Images and text by Lesly Simmons
The birth story I wrote in my head for my first child was radically altered at the 20-week mark, when I was diagnosed with complete placenta previa. I went from planning an all natural birth to expecting (and ultimately having) an emergency c-section a month early. Thankfully our baby girl Mia arrived small but healthy, and our breastfeeding journey began a few hours after she was born. It continues now at 15 months, and I feel like we can keep going as long as she wants, thanks to some changes I made to make nursing more comfortable for me.
Our early months were easy, save a few latch issues that a quick trip to the lactation consultant resolved. I started nursing Mia to sleep when she was about 5 months old, so I usually went to bed when she did, making it nearly impossible to connect with my husband in the evenings. Once her teeth arrived around eight months, I couldn’t get her to stop biting me, so I steeled myself for at least one big nip per day. She never drew blood, but the anticipation was almost as bad! And even with us practicing baby-led weaning as she got older, the night nursing never declined. Cosleeping meant she could nurse at any time, and so she did. While we tried transitioning her to a crib in our room, our close quarters understandably made it almost impossible to get her used to sleeping on her own.
Just before Mia turned one, my work schedule began to ramp back up. The frequent night nursings were taking a toll, and one day I angrily texted my sister, “I am SO OVER nursing! I’m ready to quit right now.” She sagely responded, “Sweetie, that’s not an option for you. It will be okay.”
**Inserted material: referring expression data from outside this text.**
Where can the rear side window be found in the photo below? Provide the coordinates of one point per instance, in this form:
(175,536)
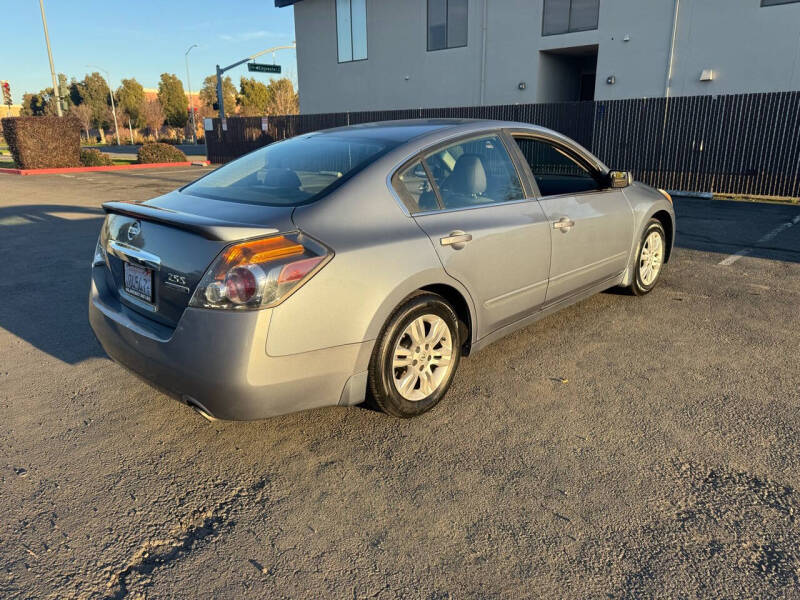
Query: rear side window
(555,171)
(415,189)
(292,172)
(469,173)
(474,172)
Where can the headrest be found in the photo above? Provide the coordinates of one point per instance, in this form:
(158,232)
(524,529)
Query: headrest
(285,179)
(468,176)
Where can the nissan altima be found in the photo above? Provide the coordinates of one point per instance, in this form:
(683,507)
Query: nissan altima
(364,262)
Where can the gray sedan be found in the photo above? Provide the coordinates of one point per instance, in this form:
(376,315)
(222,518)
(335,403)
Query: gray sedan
(364,262)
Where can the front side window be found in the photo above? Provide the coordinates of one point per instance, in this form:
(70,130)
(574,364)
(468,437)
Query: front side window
(471,173)
(289,173)
(555,171)
(565,16)
(351,29)
(447,24)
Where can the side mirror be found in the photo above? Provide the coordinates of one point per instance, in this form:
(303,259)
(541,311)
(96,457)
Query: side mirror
(620,179)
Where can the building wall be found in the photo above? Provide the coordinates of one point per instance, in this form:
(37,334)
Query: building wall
(750,49)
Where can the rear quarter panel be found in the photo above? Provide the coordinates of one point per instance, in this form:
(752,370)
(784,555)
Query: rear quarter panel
(381,256)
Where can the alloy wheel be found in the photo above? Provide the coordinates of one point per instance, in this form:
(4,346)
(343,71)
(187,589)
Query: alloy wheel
(422,357)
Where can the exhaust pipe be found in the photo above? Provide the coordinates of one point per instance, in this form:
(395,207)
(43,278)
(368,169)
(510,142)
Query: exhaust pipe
(199,409)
Her message reminded me that my commitment to nursing was as important as any others I’d made over the years. When other parts of my life got tough I found solutions and powered through—this was no different. I had to realize that nursing is not an all or nothing proposition, and I figured out that it was the night nursing that was wearing me down. As a new mom I also had to recognize that it was okay for me to develop some boundaries that would help keep me sane—like getting a good night’s sleep—and ultimately make me a better parent.
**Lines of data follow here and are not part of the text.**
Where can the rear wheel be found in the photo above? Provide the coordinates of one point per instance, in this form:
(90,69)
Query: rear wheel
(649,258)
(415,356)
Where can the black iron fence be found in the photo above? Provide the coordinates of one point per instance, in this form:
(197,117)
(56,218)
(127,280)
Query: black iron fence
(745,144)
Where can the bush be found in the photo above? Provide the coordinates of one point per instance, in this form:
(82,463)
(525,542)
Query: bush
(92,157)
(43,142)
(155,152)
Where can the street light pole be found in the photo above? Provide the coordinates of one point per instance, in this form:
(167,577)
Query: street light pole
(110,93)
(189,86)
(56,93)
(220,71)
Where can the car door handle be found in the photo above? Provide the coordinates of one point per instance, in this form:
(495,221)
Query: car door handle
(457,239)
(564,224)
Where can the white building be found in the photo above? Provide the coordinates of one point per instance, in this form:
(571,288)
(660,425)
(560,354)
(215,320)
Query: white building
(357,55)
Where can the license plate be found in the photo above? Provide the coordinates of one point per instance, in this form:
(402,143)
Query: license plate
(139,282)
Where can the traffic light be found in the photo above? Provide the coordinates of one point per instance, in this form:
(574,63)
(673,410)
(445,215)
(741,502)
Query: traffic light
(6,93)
We’d already been planning to move, and a few months later we found a new home with a nursery. By the end of the first week in our new place Mia was sleeping through the night without any crying it out—we just had to introduce her to her own space, develop a new routine and allow her to sleep. Apparently she was ready for a change as well. She falls asleep on her own now and my night nursings are now once or twice a week rather than several times a night.
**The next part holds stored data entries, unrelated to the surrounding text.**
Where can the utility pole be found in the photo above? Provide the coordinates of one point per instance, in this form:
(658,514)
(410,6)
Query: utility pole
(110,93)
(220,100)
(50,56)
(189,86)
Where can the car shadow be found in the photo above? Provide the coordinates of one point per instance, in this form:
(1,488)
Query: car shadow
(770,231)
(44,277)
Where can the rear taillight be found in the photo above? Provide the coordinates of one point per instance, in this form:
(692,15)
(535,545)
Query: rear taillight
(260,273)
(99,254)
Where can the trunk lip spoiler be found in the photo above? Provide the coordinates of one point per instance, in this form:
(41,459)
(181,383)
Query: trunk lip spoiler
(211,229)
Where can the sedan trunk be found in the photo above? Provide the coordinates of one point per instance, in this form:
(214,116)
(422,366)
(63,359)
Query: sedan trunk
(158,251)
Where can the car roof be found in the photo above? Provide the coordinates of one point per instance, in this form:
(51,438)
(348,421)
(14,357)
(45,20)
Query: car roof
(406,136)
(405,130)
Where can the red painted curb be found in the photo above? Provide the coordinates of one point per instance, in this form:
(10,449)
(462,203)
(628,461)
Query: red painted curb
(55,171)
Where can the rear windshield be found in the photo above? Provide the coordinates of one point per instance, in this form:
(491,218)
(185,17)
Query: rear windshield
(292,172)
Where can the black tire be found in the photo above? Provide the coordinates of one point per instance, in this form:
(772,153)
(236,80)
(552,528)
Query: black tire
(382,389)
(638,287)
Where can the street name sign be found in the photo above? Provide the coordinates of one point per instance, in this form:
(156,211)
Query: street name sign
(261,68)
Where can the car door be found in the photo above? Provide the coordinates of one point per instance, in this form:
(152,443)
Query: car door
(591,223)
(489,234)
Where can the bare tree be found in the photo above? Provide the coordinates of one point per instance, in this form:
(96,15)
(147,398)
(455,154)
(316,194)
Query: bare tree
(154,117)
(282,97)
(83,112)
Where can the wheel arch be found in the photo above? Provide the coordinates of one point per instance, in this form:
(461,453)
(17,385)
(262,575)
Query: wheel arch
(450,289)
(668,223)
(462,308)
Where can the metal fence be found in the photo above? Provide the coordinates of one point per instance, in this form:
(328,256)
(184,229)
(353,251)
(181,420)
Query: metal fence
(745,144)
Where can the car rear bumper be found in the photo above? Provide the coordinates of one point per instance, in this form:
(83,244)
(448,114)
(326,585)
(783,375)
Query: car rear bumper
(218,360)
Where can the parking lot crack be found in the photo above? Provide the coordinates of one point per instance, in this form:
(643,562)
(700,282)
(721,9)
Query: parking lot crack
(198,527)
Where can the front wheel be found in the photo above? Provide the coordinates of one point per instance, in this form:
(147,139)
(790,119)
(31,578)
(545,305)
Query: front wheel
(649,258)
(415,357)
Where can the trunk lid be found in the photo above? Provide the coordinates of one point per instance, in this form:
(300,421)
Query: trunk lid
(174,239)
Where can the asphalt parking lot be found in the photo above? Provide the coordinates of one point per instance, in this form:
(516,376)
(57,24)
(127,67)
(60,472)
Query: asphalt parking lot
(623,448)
We still nurse on demand during the day, and she’s old enough now to crawl into my lap and assume the position when she’s ready. At this point we have no plans to wean—it’s amazing to witness her development even as it relates to nursing, and I feel empowered rather than run down. It was so much better to adjust my expectations to allow myself to keep us going, rather than trying to be Supermom and totally burning myself out.